Le 8 juillet 2003, l'U.N.A.P.M. représentée par son secrétaire national Jean Georges MERITZA et moi-même, ainsi que le coordonnateur de l'intersyndicale avons été reçus par M. DILASSER, un collaborateur de Nicolas SARKOZY, ministre de l'Intérieur.
L'objet de cet entretien était comme vous le savez : le volet social. D'aucun vous dirons : “ ça suffit, on nous promène, on peut toujours attendre…”
Le ministère s'est engagé à faire une étude sur la faisabilité afin de satisfaire certaines de nos revendications : l'augmentation de 2% de l'indemnité spéciale de fonction, refonte des grades de la catégorie C (limitée à 3 comme pour les autres filières de la fonction publique), création de la catégorie A pour les responsables des grands postes de police municipale. D’ici la parution du magazine, ses conclusions devraient nous être rendues. Nous avons accepté d'attendre cette échéance. En espérant, que dans ce cas, la patience sera payante. Ne soyons pas naïfs.
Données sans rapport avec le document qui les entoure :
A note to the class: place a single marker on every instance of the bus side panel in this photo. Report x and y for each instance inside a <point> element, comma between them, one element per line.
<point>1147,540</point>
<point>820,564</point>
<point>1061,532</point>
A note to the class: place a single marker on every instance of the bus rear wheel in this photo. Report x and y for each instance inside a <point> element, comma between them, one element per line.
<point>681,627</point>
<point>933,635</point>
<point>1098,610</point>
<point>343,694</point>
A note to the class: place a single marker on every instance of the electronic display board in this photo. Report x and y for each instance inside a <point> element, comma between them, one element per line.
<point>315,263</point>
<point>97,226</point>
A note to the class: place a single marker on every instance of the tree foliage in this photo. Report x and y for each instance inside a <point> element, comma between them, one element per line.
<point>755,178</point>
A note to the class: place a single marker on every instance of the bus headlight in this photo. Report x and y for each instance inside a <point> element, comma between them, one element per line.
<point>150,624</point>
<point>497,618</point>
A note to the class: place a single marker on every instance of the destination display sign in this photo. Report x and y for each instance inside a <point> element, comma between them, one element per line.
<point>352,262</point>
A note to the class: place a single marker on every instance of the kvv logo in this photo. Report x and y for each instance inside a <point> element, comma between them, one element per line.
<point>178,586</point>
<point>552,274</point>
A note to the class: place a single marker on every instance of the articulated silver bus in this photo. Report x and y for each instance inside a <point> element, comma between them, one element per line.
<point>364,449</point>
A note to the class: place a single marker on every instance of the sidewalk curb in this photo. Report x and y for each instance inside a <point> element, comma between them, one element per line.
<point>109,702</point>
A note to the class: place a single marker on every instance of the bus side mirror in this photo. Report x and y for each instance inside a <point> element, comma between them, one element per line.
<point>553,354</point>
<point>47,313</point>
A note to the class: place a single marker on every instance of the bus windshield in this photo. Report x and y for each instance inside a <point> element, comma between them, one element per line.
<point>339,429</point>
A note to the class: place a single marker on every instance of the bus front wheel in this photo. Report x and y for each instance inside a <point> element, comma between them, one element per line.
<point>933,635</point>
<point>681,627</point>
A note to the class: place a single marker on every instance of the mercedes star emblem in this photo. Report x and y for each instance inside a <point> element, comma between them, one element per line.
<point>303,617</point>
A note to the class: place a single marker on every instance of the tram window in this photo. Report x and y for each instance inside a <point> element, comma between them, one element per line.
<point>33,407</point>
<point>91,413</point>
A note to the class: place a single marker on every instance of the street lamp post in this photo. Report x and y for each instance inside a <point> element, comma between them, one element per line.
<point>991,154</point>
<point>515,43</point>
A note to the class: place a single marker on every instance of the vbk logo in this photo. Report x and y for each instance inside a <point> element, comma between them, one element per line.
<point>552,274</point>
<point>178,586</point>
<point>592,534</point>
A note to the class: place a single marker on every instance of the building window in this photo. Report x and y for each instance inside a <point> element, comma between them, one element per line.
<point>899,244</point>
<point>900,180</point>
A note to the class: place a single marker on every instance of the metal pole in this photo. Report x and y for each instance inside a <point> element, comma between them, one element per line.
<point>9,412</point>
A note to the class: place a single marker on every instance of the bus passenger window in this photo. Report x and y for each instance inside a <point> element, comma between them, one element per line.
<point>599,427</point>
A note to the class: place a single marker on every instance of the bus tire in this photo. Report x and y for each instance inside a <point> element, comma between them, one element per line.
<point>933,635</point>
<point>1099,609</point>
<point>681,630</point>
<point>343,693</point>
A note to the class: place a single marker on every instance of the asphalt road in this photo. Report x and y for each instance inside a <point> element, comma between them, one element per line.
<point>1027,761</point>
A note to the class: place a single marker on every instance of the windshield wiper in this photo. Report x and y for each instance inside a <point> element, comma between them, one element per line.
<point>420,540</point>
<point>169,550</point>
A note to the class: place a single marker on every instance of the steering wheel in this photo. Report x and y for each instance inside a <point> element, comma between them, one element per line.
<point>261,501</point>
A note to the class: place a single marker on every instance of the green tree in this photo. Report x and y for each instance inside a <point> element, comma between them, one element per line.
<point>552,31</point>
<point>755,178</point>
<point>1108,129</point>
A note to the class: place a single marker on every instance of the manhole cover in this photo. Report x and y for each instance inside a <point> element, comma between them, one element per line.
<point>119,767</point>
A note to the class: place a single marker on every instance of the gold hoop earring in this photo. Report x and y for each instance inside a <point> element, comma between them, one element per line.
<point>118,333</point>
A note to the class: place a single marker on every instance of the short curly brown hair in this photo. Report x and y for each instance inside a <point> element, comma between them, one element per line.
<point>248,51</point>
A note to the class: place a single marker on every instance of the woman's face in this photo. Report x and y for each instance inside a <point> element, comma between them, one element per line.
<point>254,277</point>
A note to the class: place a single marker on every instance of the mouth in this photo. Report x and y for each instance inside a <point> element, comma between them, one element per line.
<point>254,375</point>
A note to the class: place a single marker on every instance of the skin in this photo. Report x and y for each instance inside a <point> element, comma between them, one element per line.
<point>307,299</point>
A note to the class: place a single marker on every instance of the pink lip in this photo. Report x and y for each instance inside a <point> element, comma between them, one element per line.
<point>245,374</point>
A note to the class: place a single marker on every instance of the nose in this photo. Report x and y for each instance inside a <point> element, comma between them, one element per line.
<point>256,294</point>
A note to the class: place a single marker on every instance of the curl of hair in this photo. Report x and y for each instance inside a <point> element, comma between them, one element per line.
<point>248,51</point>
Même ces avancées, si minimes soient-elles, ne sont pas acquises. Néanmoins, la parole donnée se respecte et l'échéance est proche.
Depuis le 17 octobre 2003, un décret relatif au régime indemnitaire des fonctionnaires permet aux policiers municipaux et gardes champêtres de bénéficier de l’I.A.T. (indemnité d’administration et de technicité). Une avancée certes, mais pas acquise pour tous. Puisque son obtention est subordonnée à la volonté de la collectivité à laquelle l’agent est rattaché.
Une chose est sûre pourtant. Les policiers municipaux sont de plus en plus nombreux. 5 000 en 1983, près de 19 000 aujourd'hui. Il ne reste plus que la motivation de chacun et la détermination à obtenir nos légitimes requêtes.
Théoriquement en janvier 2004, nous serons donc fixés sur les propositions du gouvernement.
Satisfaisantes ? Insuffisantes ? Soyons prêts aujourd'hui à réagir, si d'aventure le choix qui sera fait nous léserait encore de nos espérances.